Duruşmada savunmasını yaparken Berna Çelik ise, kendisinin Kürtçe olarak savunma yapma talebinin kabul edilmemesine tepki gösterdi. Çelik, HDP’nin basın açıklamalarının bile suç sayıldığını vurgulayarak, kendilerinin emek ve demokrasi mücadelesi verdiklerini ifade etti. Ayrıca, HDP İzmir il binasının arama sırasında bir iş yeri gibi gösterilmeye çalışıldığını dile getirdi. Bu durumun, HDP’ye karşı yürütülen hukuksuz bir uygulama olduğunu belirtti.

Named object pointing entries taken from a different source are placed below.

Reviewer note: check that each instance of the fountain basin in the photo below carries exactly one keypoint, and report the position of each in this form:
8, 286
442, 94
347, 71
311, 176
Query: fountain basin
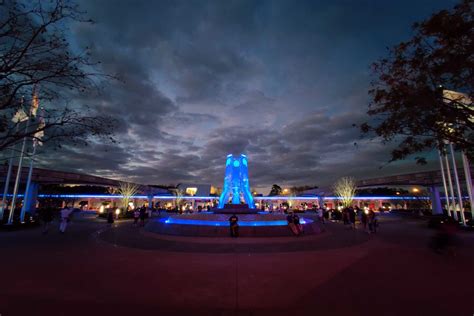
217, 225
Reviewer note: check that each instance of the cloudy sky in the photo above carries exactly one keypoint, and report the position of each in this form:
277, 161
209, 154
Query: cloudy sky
282, 81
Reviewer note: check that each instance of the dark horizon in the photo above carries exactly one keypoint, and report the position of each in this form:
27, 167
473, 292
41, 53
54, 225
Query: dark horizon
278, 81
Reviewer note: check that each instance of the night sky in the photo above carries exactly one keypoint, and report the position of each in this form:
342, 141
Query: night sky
282, 81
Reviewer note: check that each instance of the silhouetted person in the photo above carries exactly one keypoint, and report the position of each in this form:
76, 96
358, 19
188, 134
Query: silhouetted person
364, 219
136, 216
372, 222
47, 218
298, 226
142, 216
110, 217
65, 213
351, 216
234, 226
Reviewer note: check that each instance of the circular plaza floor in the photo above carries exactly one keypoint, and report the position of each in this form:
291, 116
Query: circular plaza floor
124, 270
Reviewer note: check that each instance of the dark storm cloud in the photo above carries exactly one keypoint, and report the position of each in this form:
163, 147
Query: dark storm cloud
281, 81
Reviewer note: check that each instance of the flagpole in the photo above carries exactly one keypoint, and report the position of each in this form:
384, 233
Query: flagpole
450, 183
458, 186
7, 181
18, 176
467, 173
28, 182
443, 177
9, 172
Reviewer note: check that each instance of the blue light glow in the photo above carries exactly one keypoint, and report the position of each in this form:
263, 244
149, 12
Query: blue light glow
211, 198
183, 221
236, 182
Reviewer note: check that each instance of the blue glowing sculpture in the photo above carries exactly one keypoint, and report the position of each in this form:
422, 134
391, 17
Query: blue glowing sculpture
236, 181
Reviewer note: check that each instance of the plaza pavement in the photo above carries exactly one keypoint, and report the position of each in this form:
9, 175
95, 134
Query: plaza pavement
94, 270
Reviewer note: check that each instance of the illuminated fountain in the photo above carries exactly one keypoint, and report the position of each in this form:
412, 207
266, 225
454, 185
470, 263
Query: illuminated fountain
236, 182
252, 223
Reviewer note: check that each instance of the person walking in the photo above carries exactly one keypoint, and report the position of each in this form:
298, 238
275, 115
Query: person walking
142, 216
47, 218
298, 226
65, 214
110, 217
372, 221
291, 223
136, 216
234, 226
351, 216
363, 219
320, 213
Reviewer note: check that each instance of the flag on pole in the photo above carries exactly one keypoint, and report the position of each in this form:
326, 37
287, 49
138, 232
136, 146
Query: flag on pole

Duruşmanın ardından dinlenen tanıklar arasında, iddianamede yer alan bazı ifadeleri doğrulayan bir gizli tanık bulunuyordu. Ancak başka bir tanık, kendisine yönlendirilen ifadeleri kabul etmediğini ve Berna Çelik’i daha önce görmediğini ifade etti. Sanık avukatları, müvekkillerinin tahliyesi ve beraatı yönünde taleplerde bulundu. Mahkeme heyeti, çoğunluk oyuyla sanıkların tutukluluk halinin devamına karar verdi ve mahkeme sürecinin ertelendiği tarihi açıkladı.
Duruşmanın hemen ardından adliye önünde açıklamalarda bulunan DEM Parti İzmir Milletvekili İbrahim Akın, Türkiye’deki hukuk sisteminin durumunu eleştirerek, HDP’nin eş başkanlarının siyasi faaliyetleri nedeniyle yargılandığını kaydetti. Akın, sürecin, önceki dönemde HDP yöneticileri ve Milletvekilleri Selahattin Demirtaş ile Figen Yüksekdağ’a yönelik açılan davalarla benzerlik gösterdiğini savundu. Olayların, hukuk vasıtasıyla gerçekleştirilen bir siyasal darbe olduğunu belirten Akın, düşünce özgürlüğünün ve örgütlenme özgürlüğünün gasbedildiğini söyledi.
İbrahim Akın, partinin ve üyelerinin demokrasi mücadelesine devam edeceğini vurguladı. Kendilerinin kriminalize edilmeye ve terörize edilmeye çalışıldığını vurgulayan Akın, demokrasi ve adalet mücadelesinin tüm halk için süreceğini ifade etti. Ayrıca, duruşmadaki karara itiraz edeceklerini de belirten Akın, en kısa zamanda arkadaşlarının tahliyesini ve özgürlüğe kavuşmalarını istediklerini dile getirdi.
Sonuç olarak, HDP İzmir il eş başkanları Vedat Çınar Altan ve Berna Çelik’in davaları, Türkiye’deki mevcut adalet sistemine ve siyasi mücadelenin hukuk çerçevesindeki yerine dair önemli bir örnek teşkil ediyor. Dava sürecinin, siyasi bir dava olarak nitelendirilmesi ve yaşanan hukuksuzluklar, Türkiye’nin demokrasi açısından karşılaştığı zorlukları gözler önüne seriyor.